Did Donald Trump do that? We have some recent experience with black swan events, but not with a bird sporting an orange comb-over.
Part One: A global move up in long-term bond yields began in summer. The low for Japan’s 10-year on July 27 was -0.29% (note minus signs); on US election day it had risen to -0.064%. The German 10-year bottomed at -0.19% on July 8; by election day it had risen to 0.21% — almost as big an increase as the US 10-year after election day. Donald Trump had nothing to do with that. Since election day those two bonds have moved little and ours caught up.
That global rise was caused by the ECB and BOJ both confirming intent to push inflation up, continuing to buy IOUs from the market, but will cease pushing down long-term rates. Each central bank runs QE of $80 billion per month, but buying short-term paper. The BOJ will hold its 10-year at 0%, but the ECB has made no commitment to hold down long-term yields. The Club Med bellwethers, Portugal-Spain-Italy also saw their bond yields jump a half-percent before our election. The era of Japanese and German yields falling and ratcheting down the US 10-year has ended.

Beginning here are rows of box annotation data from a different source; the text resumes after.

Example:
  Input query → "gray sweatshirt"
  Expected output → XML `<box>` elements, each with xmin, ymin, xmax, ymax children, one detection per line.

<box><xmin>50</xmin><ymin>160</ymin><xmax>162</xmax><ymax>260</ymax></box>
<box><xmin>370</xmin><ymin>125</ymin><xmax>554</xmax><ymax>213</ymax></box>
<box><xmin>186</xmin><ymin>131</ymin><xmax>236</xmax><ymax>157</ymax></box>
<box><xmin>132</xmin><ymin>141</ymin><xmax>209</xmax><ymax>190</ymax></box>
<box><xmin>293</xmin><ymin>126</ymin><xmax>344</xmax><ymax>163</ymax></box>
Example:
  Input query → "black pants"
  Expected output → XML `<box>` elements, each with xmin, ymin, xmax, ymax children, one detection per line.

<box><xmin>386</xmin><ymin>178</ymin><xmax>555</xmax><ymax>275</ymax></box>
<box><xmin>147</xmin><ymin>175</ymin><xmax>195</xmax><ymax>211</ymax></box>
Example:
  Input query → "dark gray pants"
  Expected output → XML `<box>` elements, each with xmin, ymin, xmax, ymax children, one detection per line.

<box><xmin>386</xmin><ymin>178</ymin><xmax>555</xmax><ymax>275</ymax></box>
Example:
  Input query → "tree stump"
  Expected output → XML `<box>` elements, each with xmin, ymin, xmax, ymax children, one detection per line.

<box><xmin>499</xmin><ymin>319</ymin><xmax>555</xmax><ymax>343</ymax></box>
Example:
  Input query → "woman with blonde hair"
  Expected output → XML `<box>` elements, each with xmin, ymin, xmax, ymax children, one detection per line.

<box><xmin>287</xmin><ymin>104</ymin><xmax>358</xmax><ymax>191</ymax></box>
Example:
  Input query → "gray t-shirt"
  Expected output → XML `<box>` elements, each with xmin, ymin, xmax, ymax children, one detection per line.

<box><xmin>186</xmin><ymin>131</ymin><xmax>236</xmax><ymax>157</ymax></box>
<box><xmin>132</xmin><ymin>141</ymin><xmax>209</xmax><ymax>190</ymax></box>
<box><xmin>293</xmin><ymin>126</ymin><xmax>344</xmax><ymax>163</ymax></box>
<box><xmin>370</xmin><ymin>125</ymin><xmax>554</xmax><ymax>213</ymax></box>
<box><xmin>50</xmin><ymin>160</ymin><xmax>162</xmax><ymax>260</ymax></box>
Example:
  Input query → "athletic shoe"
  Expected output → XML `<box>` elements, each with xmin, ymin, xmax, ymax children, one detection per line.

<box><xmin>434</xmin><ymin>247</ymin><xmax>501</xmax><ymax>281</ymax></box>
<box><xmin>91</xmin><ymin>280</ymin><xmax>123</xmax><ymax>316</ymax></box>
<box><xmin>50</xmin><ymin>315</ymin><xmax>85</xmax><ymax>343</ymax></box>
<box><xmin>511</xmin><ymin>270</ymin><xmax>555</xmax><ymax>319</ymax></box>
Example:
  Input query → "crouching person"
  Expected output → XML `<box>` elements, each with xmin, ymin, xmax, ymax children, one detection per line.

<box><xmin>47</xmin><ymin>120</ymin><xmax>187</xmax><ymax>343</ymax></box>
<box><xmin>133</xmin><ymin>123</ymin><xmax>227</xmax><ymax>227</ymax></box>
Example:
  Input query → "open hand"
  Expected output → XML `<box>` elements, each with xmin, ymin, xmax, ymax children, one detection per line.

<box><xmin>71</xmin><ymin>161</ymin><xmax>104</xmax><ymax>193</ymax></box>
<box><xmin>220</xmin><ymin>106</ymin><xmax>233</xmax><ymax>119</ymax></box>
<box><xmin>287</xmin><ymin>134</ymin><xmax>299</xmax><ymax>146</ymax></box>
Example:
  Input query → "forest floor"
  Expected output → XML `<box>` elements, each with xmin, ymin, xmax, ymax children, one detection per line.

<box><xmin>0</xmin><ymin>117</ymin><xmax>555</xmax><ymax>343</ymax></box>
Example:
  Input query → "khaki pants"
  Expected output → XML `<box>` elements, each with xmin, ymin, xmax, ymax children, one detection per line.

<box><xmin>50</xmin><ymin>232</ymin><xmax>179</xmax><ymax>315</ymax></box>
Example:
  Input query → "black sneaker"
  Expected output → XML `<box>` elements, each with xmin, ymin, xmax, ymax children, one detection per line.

Part Two: The Fed. For four years the US bond market has defied the Fed’s hold-us-back threats and gotten away with it. In bonds and baseball, you can look really stupid if you get caught leaning.
US core PCE inflation is still running about 1.7%. Why would anyone buy US 10s at the rate of inflation? As above, if you thought foreign central banks would go ever-deeper negative. Or if you thought that some new economic nosedive here or overseas would push us into deflation or widespread debt default.
You got away with it while the Fed held the cost of money to 0.25% from 2008 until last December’s first hike to .50%. And you got away with betting the Fed would delay the second hike, and that the future slope of hikes would be excruciatingly low. Suddenly you’re behind: the Fed will go to .75% on December 14th, and authentic signs of wage growth mean that the Fed is an even-money bet to hike .25% every 90 days in 2017. That would put the Fed funds rate at 1.75%, and a really dumb idea to own 10-year bonds at 1.75%.
Part One and a bit of Part Two were coincident with the election, not caused by it.
Part Three is all The Donald. But, before sailing into that, the rules: Trump’s character issues are off limits. In the best American tradition, he gets a clean slate and should be evaluated on what he does now.
Markets don’t like uncertainty. We know that. But, holders of bonds especially will trade to protect themsleves from policies hurtful to them. The term, “Bond Vigilantes” dates to the 1980s — any government adopting inflationary policy will be punished by Vigilante selling, raising yields until they break the policy. An entire generation of bond-investing retirees were ruined by irresponsible US policy in the 1970s and early ‘80s, but there were too few bonds outstanding for rising yields to force policy reversal. Bill Clinton was the first to acknowledge that his spending dreams were limited by the Vigilantes, and his acceptance of discipline led to the splendid 1990s.
Trump’s plans as advertised in the election campaign are absurd. The Fed has good reason to believe that the non-inflationary US GDP speed limit is 2%. Try to force faster growth and the Fed and Vigilantes will shut you down. Try to replace Yellen & Co with agreeable money printers, and the Vigilantes alone will wreck you.
Will long-term rates continue to rise? We can hope for temporary downward corrections and a low cycle-top if Trump offers strong support for Yellen, and for budget discipline. Without that, this is going to get uglier. The housing market is the most vulnerable to the Vigilantes. We can tolerate mortgages rising through the fours, but crest 5.00% and the posse will shoot their man right out of his saddle.
The US 10-year T-note in the last year. Our bottom coincided with the Germany-Japan one, and just accelerated after election day:
The US 2-year T-note in the last two years, which captures the false alarm one year ago when 2s began to price-in a series of Fed hikes. Now it’s not a false alarm.
Wages are not moving much, yet, but it sure looks as though a long bottom was set, 2008-2014, and a new trend is underway to which the Fed must react — not abort, but remove stimulus.